Valentine Godé-Darel (1873–1915): Five Paintings by Ferdinand Hodler

This beautiful head, this whole body, like a Byzantine empress on the mosaics of Ravenna—and this nose, this mouth—and the eyes, they too, those wonderful eyes—all these the worms will eat. And nothing will remain, absolutely nothing!

—Hodler, letter to Hans Mühlestein, ca. late 1914

 

1915 The Dead Valentine Godé-Darel

 

Someone has buckled black shoes on her feet.

          The lines in the painting sweep horizontally, 

                    for All things have a tendency towards the horizontal, to spread out

          like water on the earth. Her body is a solitary animal

on its way to the dirt. Three blue stripes mark the wall 

          above the bed—are they sky, water, or empty of meaning? 

                    The indifferent flatness of the mattress, her bed frame,

          the wooden floor—her thin arms resting on her belly.

This is what’s left. The pure unanimated flesh of her.

          Hodler kept painting, five oils the day after her death. 

                    But why those shoes? The polished shine of the hides. 

 

1915 The Dying Valentine Godé-Darel

 

The morning before she died, her shorn head rests

          against the white pillow. White sheets, mouse-gray walls. 

                    No roses, no clocks, no weeping willow. Her nose is larger now.

          Her eyes and mouth are wide open, she is almost a corpse. 

Life slips in and out of her slowing breath like a shadow. Her mouth is a heart-

          shaped cave. Once her lover craved her body.

                    Over two hundred paintings, and still he documents the changes.

          He observes her. His obsessive brush—does love move it?

Or does he paint despite their love? He stays by her bed. 

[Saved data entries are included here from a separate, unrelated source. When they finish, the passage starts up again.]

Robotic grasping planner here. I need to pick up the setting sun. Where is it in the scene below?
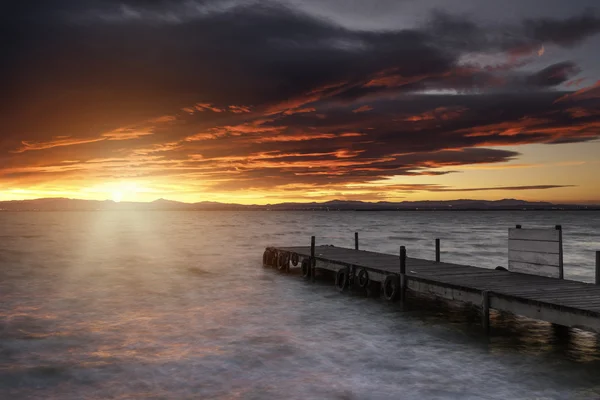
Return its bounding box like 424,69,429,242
113,191,123,203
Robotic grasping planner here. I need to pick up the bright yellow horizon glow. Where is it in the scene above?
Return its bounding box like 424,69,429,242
0,141,600,205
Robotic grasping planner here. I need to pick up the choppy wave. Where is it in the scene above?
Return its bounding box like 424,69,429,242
0,212,600,400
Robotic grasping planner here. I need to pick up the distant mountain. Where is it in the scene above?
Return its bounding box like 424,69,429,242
0,198,600,211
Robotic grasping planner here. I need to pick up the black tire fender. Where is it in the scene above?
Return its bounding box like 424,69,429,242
356,268,369,289
382,275,400,301
335,267,350,292
291,253,300,267
300,258,311,279
277,251,290,271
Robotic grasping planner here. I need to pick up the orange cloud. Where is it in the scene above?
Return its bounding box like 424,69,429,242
352,105,373,113
229,106,250,114
13,138,105,153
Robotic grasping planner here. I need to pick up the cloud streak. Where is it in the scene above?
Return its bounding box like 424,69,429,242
0,0,600,202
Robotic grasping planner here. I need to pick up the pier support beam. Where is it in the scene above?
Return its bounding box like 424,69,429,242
310,236,317,282
481,290,490,335
596,251,600,285
555,225,565,279
400,246,406,304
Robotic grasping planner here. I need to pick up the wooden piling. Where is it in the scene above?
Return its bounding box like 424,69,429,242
310,236,317,282
399,246,406,304
400,246,406,274
555,225,565,279
596,251,600,285
481,290,490,335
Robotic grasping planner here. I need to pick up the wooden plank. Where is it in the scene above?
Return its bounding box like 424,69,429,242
490,296,600,333
508,250,560,267
508,261,560,278
508,239,560,254
508,228,560,242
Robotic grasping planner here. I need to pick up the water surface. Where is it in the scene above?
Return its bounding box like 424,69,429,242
0,212,600,399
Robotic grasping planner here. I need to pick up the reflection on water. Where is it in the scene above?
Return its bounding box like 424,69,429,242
0,212,600,399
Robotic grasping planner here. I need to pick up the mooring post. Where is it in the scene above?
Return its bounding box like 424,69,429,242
596,251,600,285
555,225,565,279
399,246,406,303
310,236,317,282
481,290,490,335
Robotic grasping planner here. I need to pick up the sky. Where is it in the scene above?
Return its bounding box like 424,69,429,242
0,0,600,204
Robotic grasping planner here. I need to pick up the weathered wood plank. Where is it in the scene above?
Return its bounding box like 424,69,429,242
279,245,600,331
508,228,560,242
508,239,560,254
508,250,560,267
508,261,560,278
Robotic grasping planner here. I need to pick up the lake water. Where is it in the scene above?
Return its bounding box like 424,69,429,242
0,212,600,400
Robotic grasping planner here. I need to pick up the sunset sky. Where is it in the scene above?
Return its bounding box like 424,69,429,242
0,0,600,204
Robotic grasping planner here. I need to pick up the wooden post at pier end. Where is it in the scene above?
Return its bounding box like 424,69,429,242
310,236,317,282
399,246,406,303
481,290,490,335
596,251,600,285
555,225,565,279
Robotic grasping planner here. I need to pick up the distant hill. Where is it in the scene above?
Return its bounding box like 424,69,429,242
0,198,600,211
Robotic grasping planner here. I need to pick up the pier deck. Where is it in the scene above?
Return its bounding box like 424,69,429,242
267,246,600,333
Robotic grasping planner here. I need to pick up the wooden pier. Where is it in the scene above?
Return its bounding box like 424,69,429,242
263,226,600,333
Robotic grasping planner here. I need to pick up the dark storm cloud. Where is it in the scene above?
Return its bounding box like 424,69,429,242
0,0,599,195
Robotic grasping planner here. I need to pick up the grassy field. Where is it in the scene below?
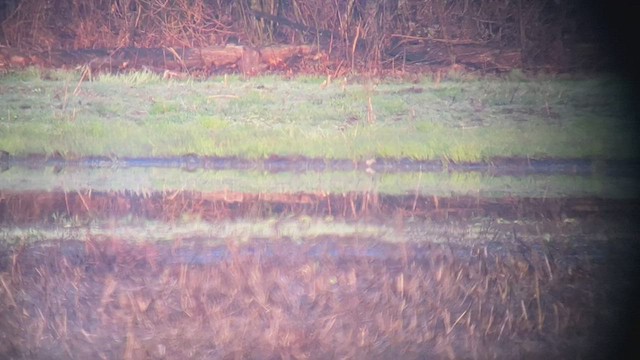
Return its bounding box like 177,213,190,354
0,69,637,162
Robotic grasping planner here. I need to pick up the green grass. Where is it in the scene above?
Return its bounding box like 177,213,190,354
0,69,638,161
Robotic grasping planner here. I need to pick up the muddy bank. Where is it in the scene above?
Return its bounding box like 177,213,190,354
0,238,624,359
0,153,640,176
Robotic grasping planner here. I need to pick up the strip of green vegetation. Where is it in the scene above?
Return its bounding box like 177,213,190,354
0,167,640,198
0,69,638,161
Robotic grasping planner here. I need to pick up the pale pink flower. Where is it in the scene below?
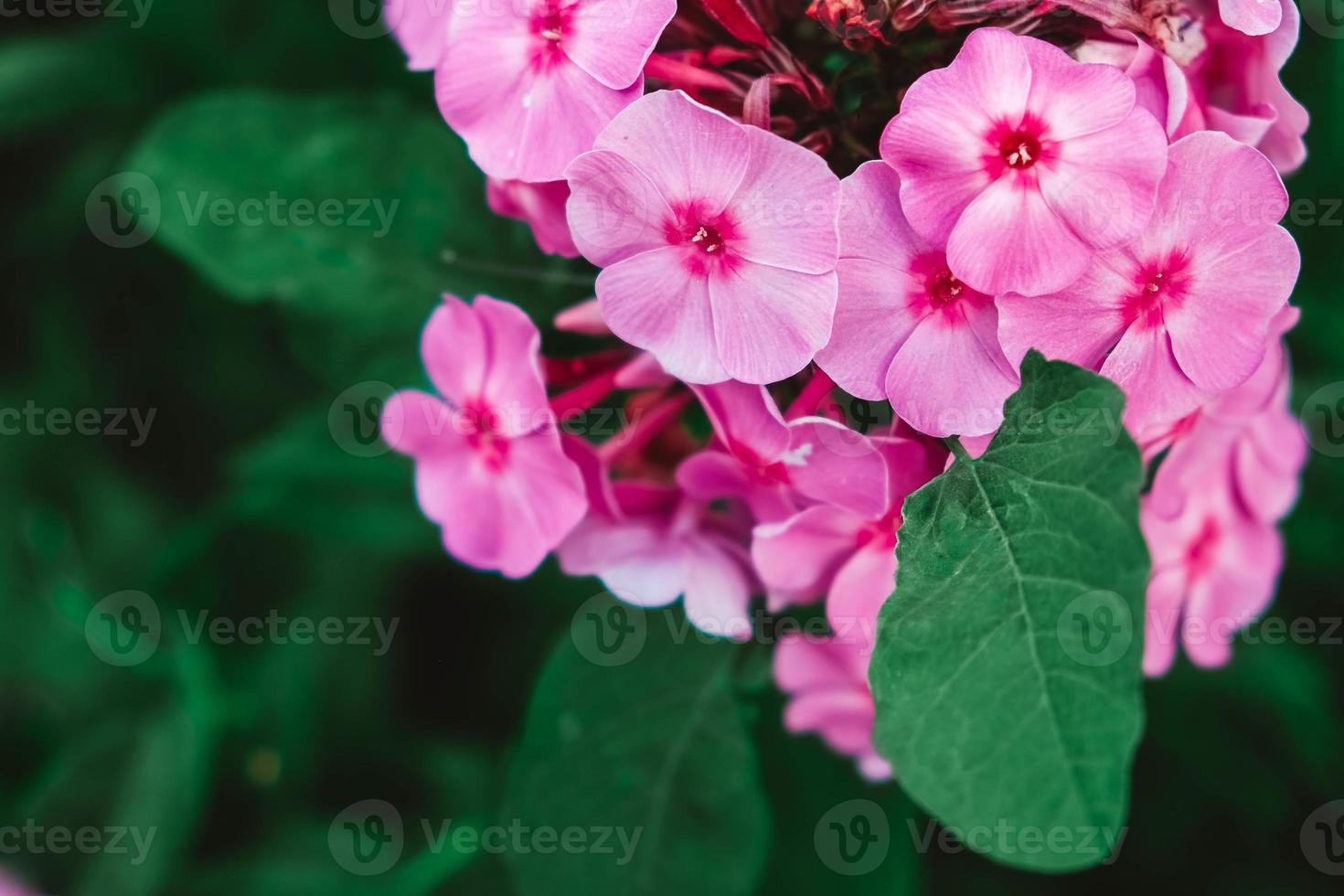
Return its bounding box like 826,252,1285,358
435,0,676,181
566,91,840,383
880,28,1167,295
557,456,755,639
1218,0,1284,37
677,380,884,521
485,177,580,258
383,0,455,71
1140,445,1284,676
774,622,891,781
998,131,1299,432
1070,0,1309,174
752,437,946,632
817,161,1018,437
381,295,587,578
1137,306,1307,524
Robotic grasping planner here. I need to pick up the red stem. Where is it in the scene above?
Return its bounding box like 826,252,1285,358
597,392,691,464
784,367,836,421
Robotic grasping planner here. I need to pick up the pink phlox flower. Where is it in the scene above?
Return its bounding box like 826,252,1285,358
485,177,580,258
774,624,891,781
998,131,1299,432
435,0,676,181
380,295,587,578
1140,437,1284,676
752,437,946,633
880,28,1167,295
383,0,455,71
566,91,840,383
677,380,886,521
817,161,1018,437
557,439,757,639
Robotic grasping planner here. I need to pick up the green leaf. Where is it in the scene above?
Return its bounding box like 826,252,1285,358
124,90,592,328
501,599,767,896
869,352,1149,870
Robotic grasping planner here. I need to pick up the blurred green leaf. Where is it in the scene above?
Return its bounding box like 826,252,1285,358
125,90,587,326
501,599,769,896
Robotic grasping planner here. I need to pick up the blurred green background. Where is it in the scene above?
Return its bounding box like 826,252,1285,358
0,0,1344,896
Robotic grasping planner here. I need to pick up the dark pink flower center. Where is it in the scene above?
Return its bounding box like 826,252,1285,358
1186,517,1221,578
528,3,572,66
461,400,509,472
983,115,1053,177
1125,254,1189,325
909,252,989,323
691,224,723,255
929,267,966,307
998,131,1041,168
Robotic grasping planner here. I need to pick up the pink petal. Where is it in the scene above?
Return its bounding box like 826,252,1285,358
558,517,686,607
880,28,1030,244
564,149,673,267
683,540,752,639
378,389,463,457
383,0,453,71
945,177,1093,295
561,0,676,90
998,255,1133,371
729,128,840,274
1101,321,1206,432
1163,226,1301,391
840,161,932,262
592,90,752,217
816,255,923,400
485,177,580,258
709,262,836,383
421,295,547,435
1135,131,1287,258
827,543,896,632
1144,570,1186,678
752,505,866,596
510,62,644,180
1013,37,1139,139
597,246,731,383
694,380,789,462
1040,106,1167,249
887,303,1018,438
1218,0,1284,37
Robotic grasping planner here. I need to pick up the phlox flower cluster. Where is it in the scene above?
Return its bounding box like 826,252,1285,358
381,0,1307,778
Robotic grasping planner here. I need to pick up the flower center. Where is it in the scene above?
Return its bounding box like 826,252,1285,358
691,224,723,255
1126,254,1189,324
929,267,966,307
998,131,1040,168
461,401,509,470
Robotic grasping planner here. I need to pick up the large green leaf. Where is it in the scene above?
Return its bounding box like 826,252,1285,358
501,601,767,896
124,90,592,326
869,352,1149,870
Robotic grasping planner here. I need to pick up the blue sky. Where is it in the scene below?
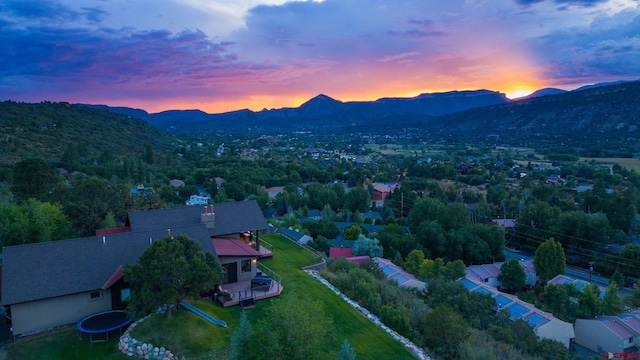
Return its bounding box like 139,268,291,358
0,0,640,112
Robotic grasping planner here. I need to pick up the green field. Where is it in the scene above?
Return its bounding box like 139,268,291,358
9,235,415,360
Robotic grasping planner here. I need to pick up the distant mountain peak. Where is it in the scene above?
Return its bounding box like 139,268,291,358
296,94,346,115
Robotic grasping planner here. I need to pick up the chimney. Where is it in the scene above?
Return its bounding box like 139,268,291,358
200,205,216,229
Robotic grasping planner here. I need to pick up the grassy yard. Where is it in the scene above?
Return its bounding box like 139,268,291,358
9,235,415,360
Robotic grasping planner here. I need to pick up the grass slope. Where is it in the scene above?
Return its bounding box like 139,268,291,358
9,235,415,360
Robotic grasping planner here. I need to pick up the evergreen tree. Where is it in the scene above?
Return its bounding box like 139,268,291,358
498,259,526,291
230,311,252,360
533,238,567,283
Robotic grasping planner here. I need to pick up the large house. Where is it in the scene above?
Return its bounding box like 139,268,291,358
1,201,270,336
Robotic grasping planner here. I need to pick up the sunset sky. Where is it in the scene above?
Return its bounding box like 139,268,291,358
0,0,640,113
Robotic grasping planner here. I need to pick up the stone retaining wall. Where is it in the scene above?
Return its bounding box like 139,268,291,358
118,315,180,360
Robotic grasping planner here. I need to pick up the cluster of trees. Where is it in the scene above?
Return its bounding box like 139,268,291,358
408,197,504,265
404,250,466,281
123,235,222,319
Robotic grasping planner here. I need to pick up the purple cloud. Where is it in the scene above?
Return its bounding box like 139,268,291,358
515,0,608,7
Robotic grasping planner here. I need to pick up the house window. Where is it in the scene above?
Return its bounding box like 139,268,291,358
240,260,251,273
120,289,131,302
89,290,102,301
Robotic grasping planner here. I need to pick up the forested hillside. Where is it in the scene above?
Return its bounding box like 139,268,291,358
0,101,174,172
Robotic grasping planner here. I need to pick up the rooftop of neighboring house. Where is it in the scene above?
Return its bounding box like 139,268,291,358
458,277,561,329
329,247,353,259
373,257,427,290
126,200,268,236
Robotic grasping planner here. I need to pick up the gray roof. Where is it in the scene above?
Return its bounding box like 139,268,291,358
129,200,269,236
2,224,215,305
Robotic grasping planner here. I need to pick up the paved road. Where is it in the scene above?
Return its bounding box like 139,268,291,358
504,249,631,296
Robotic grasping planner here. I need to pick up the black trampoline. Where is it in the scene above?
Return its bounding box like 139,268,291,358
76,310,131,342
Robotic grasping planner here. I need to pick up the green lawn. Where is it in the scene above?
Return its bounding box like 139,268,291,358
9,235,415,360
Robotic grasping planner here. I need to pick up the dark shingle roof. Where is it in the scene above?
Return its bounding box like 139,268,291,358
212,239,261,257
2,224,215,305
129,200,268,236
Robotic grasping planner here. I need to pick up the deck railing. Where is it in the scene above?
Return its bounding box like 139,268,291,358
259,239,273,254
258,262,282,290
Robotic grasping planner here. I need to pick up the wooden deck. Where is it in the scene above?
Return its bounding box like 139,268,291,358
258,246,273,259
218,280,283,307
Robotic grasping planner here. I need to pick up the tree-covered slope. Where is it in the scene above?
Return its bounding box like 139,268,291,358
0,101,173,168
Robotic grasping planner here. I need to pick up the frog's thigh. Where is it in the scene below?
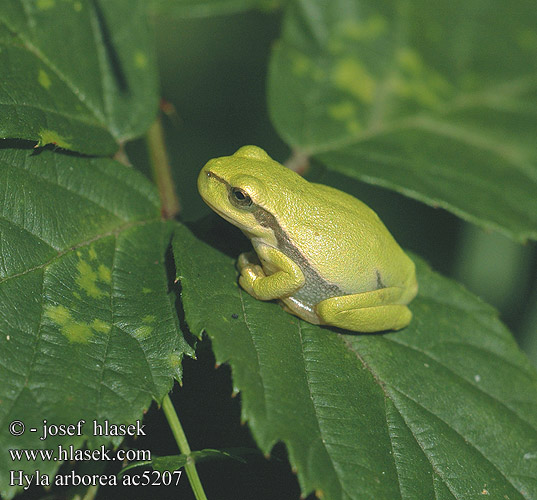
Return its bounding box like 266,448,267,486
315,287,412,332
238,247,305,300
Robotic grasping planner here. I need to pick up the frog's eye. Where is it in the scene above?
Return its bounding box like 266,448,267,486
230,188,252,208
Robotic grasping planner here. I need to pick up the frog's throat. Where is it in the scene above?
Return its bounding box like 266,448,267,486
205,171,345,307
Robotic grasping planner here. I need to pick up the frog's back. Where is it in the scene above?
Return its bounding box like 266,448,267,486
284,184,415,294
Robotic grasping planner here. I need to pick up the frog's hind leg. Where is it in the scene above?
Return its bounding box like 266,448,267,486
315,287,412,332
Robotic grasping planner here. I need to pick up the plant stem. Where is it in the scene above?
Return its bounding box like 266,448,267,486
146,116,181,219
162,394,207,500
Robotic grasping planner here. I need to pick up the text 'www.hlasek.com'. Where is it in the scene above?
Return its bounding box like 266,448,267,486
7,420,182,490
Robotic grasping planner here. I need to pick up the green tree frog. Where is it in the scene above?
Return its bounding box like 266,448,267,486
198,146,418,332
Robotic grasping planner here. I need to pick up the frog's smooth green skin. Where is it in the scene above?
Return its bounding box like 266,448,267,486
198,146,418,332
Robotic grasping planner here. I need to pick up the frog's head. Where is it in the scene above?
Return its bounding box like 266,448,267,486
198,146,308,239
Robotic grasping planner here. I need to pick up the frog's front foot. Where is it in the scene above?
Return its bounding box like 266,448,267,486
237,252,266,298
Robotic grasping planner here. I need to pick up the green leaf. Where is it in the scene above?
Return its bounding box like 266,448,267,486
150,0,283,18
269,0,537,241
0,150,192,497
0,0,158,155
173,224,537,500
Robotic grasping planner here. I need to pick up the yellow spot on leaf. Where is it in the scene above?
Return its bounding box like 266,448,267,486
168,352,181,368
76,260,105,299
392,47,451,108
133,325,153,340
61,322,92,343
333,58,375,103
37,69,51,90
45,305,93,343
45,305,72,325
36,0,56,10
289,50,311,76
91,319,112,333
99,264,112,284
328,101,356,120
134,51,147,69
328,101,362,135
37,129,71,149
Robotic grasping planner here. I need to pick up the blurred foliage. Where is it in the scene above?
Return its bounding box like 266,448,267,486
0,0,537,500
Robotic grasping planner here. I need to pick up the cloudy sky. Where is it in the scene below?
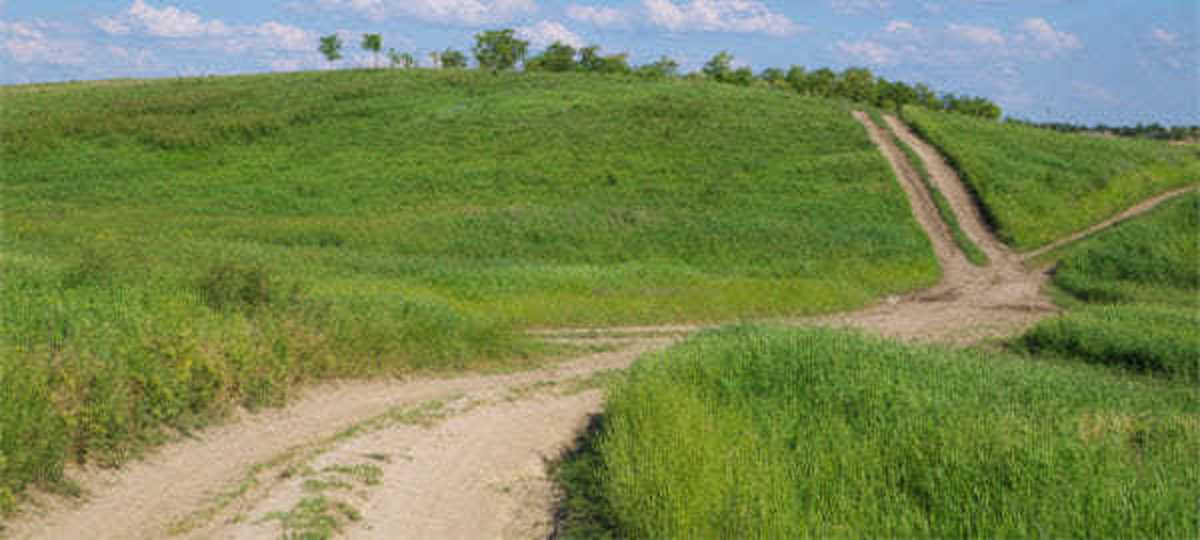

          Once, he knelt before her and leaned his head against her belly.

                    The muscle in her throat stands out like a welt.

          There is not a streak of red in the room.

 

1914 Valentine Godé-Darel in Bed, with Clock and Roses

 

Eyeing the wall, she has turned her gaze from the painter.

          Though he’s two decades older, she’s the one dying. 

                    Her black braid reaches her shoulder. A green stripe

          crawls up her neck. Her fingers rest, long and unclenched.

Three red roses float vaseless at the foot of her bed.

          And in the right top corner, a tiny clock. Time consumes,

                    merciless as a mountain. Even mountains wear down

          with age and they lie flat like water. But not yet, not yet.

There are the roses, and the clock, and the embroidery smocked

          on her sleeve—three silver circles—such stubborn prettiness.

 

1914 The Sick Valentine Godé-Darel in Bed, with Folded Hands

 

The red of her hair has darkened. Her fingers are clasped, as if in prayer.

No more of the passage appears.